Essa é uma das cenas mais emocionantes de toda a literatura cristã porque aponta diretamente para a cruz de Cristo.
O apóstolo Paulo escreveu:
"Mas Deus prova o seu amor para conosco pelo fato de Cristo ter morrido por nós, sendo nós ainda pecadores." (Romanos 5:8)
Assim como Aslam tomou o lugar de Edmundo, Jesus tomou o nosso lugar. A dívida que era nossa foi paga por Aquele que nunca pecou.
Mas Lewis não encerra a história com o perdão.
Depois da vitória de Aslam sobre a morte, Edmundo também muda. O garoto orgulhoso se torna humilde. O egoísta aprende a servir. O traidor torna-se alguém digno de confiança. Ele continua sendo humano e sujeito a falhas, mas seu caráter agora reflete a transformação realizada pelo verdadeiro Rei.
É por isso que, anos depois, ele recebe um título surpreendente:
Edmundo, o Justo.
Esse título não significa que Edmundo nunca mais pecou. Significa que sua vida passou a ser conhecida pela justiça, pela sabedoria e pela fidelidade.
Esse é exatamente o propósito do Evangelho.
Jesus não morreu apenas para nos livrar da culpa do passado. Ele morreu para nos transformar.
Como afirma a Palavra de Deus:
"Assim que, se alguém está em Cristo, nova criatura é; as coisas antigas já passaram; eis que se fizeram novas." (2 Coríntios 5:17)
A graça não apenas perdoa; ela transforma.
Talvez hoje você ainda carregue o peso dos seus erros. Talvez acredite que será lembrado para sempre pelo pior capítulo da sua história.
Edmundo também poderia ter sido conhecido para sempre como "o traidor".
Mas Aslam escreveu um novo capítulo.
Da mesma forma, Jesus faz conosco. Quando entregamos nossa vida a Ele, nossa identidade deixa de ser definida pelo pecado e passa a ser marcada pela graça.
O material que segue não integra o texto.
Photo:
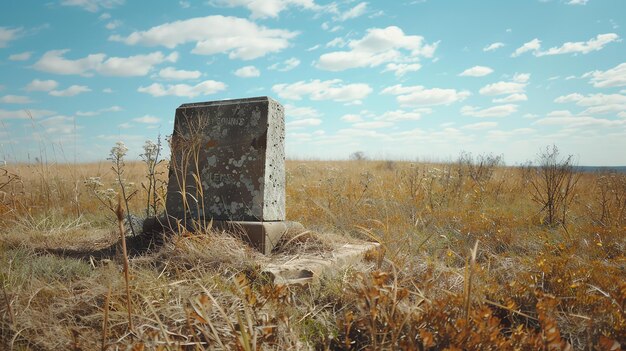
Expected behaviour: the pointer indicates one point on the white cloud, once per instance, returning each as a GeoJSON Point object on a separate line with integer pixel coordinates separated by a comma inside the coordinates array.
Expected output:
{"type": "Point", "coordinates": [268, 8]}
{"type": "Point", "coordinates": [301, 123]}
{"type": "Point", "coordinates": [516, 86]}
{"type": "Point", "coordinates": [614, 77]}
{"type": "Point", "coordinates": [24, 114]}
{"type": "Point", "coordinates": [21, 57]}
{"type": "Point", "coordinates": [476, 71]}
{"type": "Point", "coordinates": [113, 24]}
{"type": "Point", "coordinates": [372, 125]}
{"type": "Point", "coordinates": [138, 65]}
{"type": "Point", "coordinates": [248, 72]}
{"type": "Point", "coordinates": [301, 112]}
{"type": "Point", "coordinates": [204, 88]}
{"type": "Point", "coordinates": [493, 46]}
{"type": "Point", "coordinates": [511, 98]}
{"type": "Point", "coordinates": [54, 62]}
{"type": "Point", "coordinates": [175, 74]}
{"type": "Point", "coordinates": [566, 119]}
{"type": "Point", "coordinates": [9, 34]}
{"type": "Point", "coordinates": [337, 42]}
{"type": "Point", "coordinates": [147, 119]}
{"type": "Point", "coordinates": [240, 38]}
{"type": "Point", "coordinates": [15, 99]}
{"type": "Point", "coordinates": [481, 125]}
{"type": "Point", "coordinates": [71, 91]}
{"type": "Point", "coordinates": [59, 125]}
{"type": "Point", "coordinates": [323, 90]}
{"type": "Point", "coordinates": [41, 85]}
{"type": "Point", "coordinates": [98, 112]}
{"type": "Point", "coordinates": [400, 69]}
{"type": "Point", "coordinates": [378, 46]}
{"type": "Point", "coordinates": [286, 65]}
{"type": "Point", "coordinates": [401, 115]}
{"type": "Point", "coordinates": [494, 111]}
{"type": "Point", "coordinates": [592, 99]}
{"type": "Point", "coordinates": [354, 12]}
{"type": "Point", "coordinates": [93, 5]}
{"type": "Point", "coordinates": [419, 96]}
{"type": "Point", "coordinates": [532, 45]}
{"type": "Point", "coordinates": [133, 66]}
{"type": "Point", "coordinates": [582, 47]}
{"type": "Point", "coordinates": [351, 118]}
{"type": "Point", "coordinates": [596, 103]}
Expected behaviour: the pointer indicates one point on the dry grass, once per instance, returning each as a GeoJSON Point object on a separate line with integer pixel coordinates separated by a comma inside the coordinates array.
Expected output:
{"type": "Point", "coordinates": [527, 285]}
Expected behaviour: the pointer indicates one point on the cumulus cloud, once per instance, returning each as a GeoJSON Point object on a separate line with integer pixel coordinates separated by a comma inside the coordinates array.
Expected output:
{"type": "Point", "coordinates": [24, 114]}
{"type": "Point", "coordinates": [301, 112]}
{"type": "Point", "coordinates": [323, 90]}
{"type": "Point", "coordinates": [516, 86]}
{"type": "Point", "coordinates": [378, 46]}
{"type": "Point", "coordinates": [579, 47]}
{"type": "Point", "coordinates": [138, 65]}
{"type": "Point", "coordinates": [418, 95]}
{"type": "Point", "coordinates": [286, 65]}
{"type": "Point", "coordinates": [113, 24]}
{"type": "Point", "coordinates": [71, 91]}
{"type": "Point", "coordinates": [480, 125]}
{"type": "Point", "coordinates": [511, 98]}
{"type": "Point", "coordinates": [614, 77]}
{"type": "Point", "coordinates": [15, 99]}
{"type": "Point", "coordinates": [596, 103]}
{"type": "Point", "coordinates": [268, 8]}
{"type": "Point", "coordinates": [207, 87]}
{"type": "Point", "coordinates": [238, 37]}
{"type": "Point", "coordinates": [147, 119]}
{"type": "Point", "coordinates": [402, 115]}
{"type": "Point", "coordinates": [21, 57]}
{"type": "Point", "coordinates": [493, 46]}
{"type": "Point", "coordinates": [41, 85]}
{"type": "Point", "coordinates": [566, 119]}
{"type": "Point", "coordinates": [354, 12]}
{"type": "Point", "coordinates": [351, 118]}
{"type": "Point", "coordinates": [172, 73]}
{"type": "Point", "coordinates": [9, 34]}
{"type": "Point", "coordinates": [248, 72]}
{"type": "Point", "coordinates": [400, 69]}
{"type": "Point", "coordinates": [494, 111]}
{"type": "Point", "coordinates": [93, 5]}
{"type": "Point", "coordinates": [476, 71]}
{"type": "Point", "coordinates": [532, 45]}
{"type": "Point", "coordinates": [98, 112]}
{"type": "Point", "coordinates": [301, 123]}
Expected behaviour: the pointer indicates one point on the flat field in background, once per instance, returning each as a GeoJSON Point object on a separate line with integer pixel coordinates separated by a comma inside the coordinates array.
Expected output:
{"type": "Point", "coordinates": [469, 261]}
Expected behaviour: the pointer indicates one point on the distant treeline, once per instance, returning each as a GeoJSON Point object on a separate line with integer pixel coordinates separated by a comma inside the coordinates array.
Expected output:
{"type": "Point", "coordinates": [592, 169]}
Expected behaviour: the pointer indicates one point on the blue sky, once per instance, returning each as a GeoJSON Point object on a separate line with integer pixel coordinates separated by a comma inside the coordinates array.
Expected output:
{"type": "Point", "coordinates": [396, 79]}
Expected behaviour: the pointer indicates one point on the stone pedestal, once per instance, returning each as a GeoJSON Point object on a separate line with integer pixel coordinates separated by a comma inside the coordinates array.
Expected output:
{"type": "Point", "coordinates": [228, 166]}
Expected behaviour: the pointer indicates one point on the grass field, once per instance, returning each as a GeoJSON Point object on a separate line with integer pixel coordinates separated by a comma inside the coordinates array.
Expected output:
{"type": "Point", "coordinates": [471, 260]}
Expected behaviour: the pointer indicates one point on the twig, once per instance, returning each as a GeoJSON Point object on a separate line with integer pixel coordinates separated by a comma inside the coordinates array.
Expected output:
{"type": "Point", "coordinates": [105, 322]}
{"type": "Point", "coordinates": [120, 221]}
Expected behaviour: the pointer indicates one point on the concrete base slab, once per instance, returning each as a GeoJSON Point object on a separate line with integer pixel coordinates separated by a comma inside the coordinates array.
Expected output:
{"type": "Point", "coordinates": [306, 268]}
{"type": "Point", "coordinates": [263, 236]}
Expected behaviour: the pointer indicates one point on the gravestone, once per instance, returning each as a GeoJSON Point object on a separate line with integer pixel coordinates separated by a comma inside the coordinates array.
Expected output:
{"type": "Point", "coordinates": [228, 168]}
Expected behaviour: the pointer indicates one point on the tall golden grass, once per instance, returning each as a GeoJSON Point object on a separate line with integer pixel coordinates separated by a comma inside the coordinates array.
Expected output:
{"type": "Point", "coordinates": [469, 263]}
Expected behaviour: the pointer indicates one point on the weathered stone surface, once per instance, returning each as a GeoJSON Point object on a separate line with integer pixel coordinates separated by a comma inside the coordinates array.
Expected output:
{"type": "Point", "coordinates": [228, 161]}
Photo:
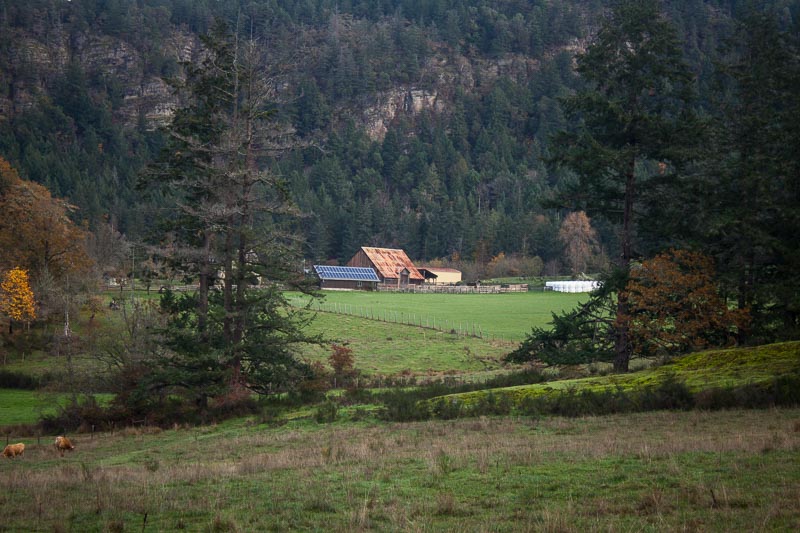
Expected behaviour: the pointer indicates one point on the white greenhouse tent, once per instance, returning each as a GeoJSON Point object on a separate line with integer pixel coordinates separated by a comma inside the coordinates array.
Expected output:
{"type": "Point", "coordinates": [572, 286]}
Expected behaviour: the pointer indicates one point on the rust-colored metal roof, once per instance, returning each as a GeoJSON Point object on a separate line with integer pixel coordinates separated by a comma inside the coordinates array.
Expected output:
{"type": "Point", "coordinates": [441, 269]}
{"type": "Point", "coordinates": [389, 263]}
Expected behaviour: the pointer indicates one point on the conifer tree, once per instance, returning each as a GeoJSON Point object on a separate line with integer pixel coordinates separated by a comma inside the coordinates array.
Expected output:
{"type": "Point", "coordinates": [229, 220]}
{"type": "Point", "coordinates": [634, 125]}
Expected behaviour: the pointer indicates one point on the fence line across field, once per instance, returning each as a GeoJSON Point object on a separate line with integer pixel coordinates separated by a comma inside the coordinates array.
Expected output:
{"type": "Point", "coordinates": [461, 328]}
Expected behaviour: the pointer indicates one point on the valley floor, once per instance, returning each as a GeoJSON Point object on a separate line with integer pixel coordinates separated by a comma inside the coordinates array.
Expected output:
{"type": "Point", "coordinates": [719, 471]}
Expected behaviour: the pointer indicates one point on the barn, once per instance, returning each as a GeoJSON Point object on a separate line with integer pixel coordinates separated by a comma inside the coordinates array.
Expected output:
{"type": "Point", "coordinates": [392, 266]}
{"type": "Point", "coordinates": [353, 278]}
{"type": "Point", "coordinates": [440, 275]}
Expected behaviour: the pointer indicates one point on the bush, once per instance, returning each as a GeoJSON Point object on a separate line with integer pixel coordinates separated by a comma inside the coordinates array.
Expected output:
{"type": "Point", "coordinates": [10, 379]}
{"type": "Point", "coordinates": [326, 412]}
{"type": "Point", "coordinates": [400, 406]}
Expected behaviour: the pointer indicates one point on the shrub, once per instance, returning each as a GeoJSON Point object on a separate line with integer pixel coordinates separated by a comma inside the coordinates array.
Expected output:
{"type": "Point", "coordinates": [10, 379]}
{"type": "Point", "coordinates": [326, 412]}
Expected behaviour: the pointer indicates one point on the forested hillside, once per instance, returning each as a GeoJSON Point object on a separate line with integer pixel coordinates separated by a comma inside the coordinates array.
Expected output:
{"type": "Point", "coordinates": [420, 124]}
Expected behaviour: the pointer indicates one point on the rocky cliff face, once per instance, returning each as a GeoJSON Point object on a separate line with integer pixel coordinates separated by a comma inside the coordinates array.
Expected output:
{"type": "Point", "coordinates": [36, 60]}
{"type": "Point", "coordinates": [447, 73]}
{"type": "Point", "coordinates": [34, 64]}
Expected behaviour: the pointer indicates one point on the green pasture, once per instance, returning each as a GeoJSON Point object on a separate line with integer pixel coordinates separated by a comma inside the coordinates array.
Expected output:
{"type": "Point", "coordinates": [698, 371]}
{"type": "Point", "coordinates": [506, 317]}
{"type": "Point", "coordinates": [26, 407]}
{"type": "Point", "coordinates": [664, 471]}
{"type": "Point", "coordinates": [390, 349]}
{"type": "Point", "coordinates": [23, 407]}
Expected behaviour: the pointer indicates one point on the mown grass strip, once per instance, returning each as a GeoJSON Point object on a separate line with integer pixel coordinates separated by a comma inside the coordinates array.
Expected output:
{"type": "Point", "coordinates": [711, 369]}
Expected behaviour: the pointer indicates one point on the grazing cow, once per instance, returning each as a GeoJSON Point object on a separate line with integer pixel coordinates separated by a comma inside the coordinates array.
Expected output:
{"type": "Point", "coordinates": [63, 444]}
{"type": "Point", "coordinates": [12, 450]}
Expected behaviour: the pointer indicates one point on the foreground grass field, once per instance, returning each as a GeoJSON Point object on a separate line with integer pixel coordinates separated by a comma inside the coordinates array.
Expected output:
{"type": "Point", "coordinates": [506, 317]}
{"type": "Point", "coordinates": [720, 471]}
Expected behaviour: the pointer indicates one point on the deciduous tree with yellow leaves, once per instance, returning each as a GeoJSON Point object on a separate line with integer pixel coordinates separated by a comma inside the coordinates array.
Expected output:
{"type": "Point", "coordinates": [16, 297]}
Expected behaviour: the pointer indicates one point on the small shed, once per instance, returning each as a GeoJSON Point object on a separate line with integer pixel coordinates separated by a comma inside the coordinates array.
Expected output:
{"type": "Point", "coordinates": [392, 266]}
{"type": "Point", "coordinates": [440, 275]}
{"type": "Point", "coordinates": [346, 278]}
C. S. Lewis queria que seus leitores percebessem exatamente isso: o Evangelho não é sobre pessoas perfeitas, mas sobre pecadores transformados pelo amor do verdadeiro Rei.
Como diz a Bíblia:
"Aquele que não conheceu pecado, Deus o fez pecado por nós; para que, nele, fôssemos feitos justiça de Deus." (2 Coríntios 5:21)
Essa é a beleza da história de Edmundo.
O menino que um dia traiu seus irmãos tornou-se conhecido em toda Nárnia como Edmundo, o Justo.
E essa continua sendo a obra de Cristo hoje: transformar pecadores perdoados em pessoas que refletem Sua justiça.